Évidemment, ces demandes tombent dans un contexte où les pays riches se battent déjà avec les coûts de la pandémie, des plans de relance divers, la compensation d'une inflation galopante, des investissements sans précédent à effectuer dans la transition énergétique pour eux-mêmes, et, pour un certain nombre d'entre eux, une guerre à co-financer.
Oh, je ne vous sens pas très optimiste pour une solution satisfaisante…
Ce serait franchement étonnant que les États développés soient d'humeur de jouer les donateurs généreux, au-delà des paroles.
Il est plus probable qu'ils s'accusent l'un l'autre, se pointent du doigt mutuellement, ou renvoient à des échelons supérieurs du multilatéralisme mondial qui, à leur grand regret – en fait : à leur grand soulagement – n'arrivent pas à s'entendre pour imposer un cadre à tous.

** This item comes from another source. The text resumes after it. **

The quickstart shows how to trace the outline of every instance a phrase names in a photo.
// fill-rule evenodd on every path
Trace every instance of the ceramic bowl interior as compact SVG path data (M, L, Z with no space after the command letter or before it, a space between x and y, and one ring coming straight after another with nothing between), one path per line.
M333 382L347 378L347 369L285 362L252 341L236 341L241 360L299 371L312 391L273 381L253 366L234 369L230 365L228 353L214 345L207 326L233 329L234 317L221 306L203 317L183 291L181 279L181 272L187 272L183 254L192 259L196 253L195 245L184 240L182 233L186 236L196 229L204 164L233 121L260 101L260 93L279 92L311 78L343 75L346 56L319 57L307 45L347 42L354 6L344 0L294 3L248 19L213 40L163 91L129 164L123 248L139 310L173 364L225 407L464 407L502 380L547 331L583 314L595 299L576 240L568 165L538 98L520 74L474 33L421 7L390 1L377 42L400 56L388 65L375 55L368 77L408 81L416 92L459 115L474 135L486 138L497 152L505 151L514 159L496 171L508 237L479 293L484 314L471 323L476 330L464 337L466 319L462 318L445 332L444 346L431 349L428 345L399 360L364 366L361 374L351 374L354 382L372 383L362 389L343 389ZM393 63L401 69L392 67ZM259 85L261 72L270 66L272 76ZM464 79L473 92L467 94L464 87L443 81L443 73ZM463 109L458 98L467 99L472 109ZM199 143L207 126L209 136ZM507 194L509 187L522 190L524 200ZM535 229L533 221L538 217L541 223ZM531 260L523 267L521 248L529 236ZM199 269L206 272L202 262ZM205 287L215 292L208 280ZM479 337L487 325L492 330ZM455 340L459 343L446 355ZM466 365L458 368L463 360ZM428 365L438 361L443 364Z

Les États-nations sont programmés à la compétition. C'est leur seconde nature, qu'ils imposent à leurs dirigeants, même les plus clairvoyants, et qui revient au galop, même quand ils ont l'intention sincère de coopérer. L'Europe, en dépit de son succès historique remarquable, en fournit la preuve depuis des décennies.
Mais il va bien falloir qu’on trouve le chemin d’une justice climatique à l’échelle mondiale !
Vous avez bien raison : le dérèglement climatique, ressenti de manière disproportionnée par celles et ceux qui n'y sont pour rien – ni aujourd'hui, ni historiquement – oblige tout le monde à se mettre autour de la même table.
Et cela veut dire que nous ne pourrons échapper au règlement des comptes qui nous sera demandé. Car la dette climatique se rajouter à un autre dossier de dette jamais soldé : celui du colonialisme. N’en déplaise à celles et ceux qui fustigent la « repentance », c’est là une longue facture qui continue à peser lourd encore aujourd’hui : exploitation de ressources naturelles et humaines, oppression politique violente, spoliation culturelle sans vergogne, humiliation sociale et mépris raciste. Il est inévitable que cette dette soit présente dans les esprits au moment de présenter la facture climatique.
Vous voulez une justice climatique mondiale ? Dans ce cas, il faudra accepter que les accusé·es, c’est nous.
Entretien réalisé par Laurence Aubron.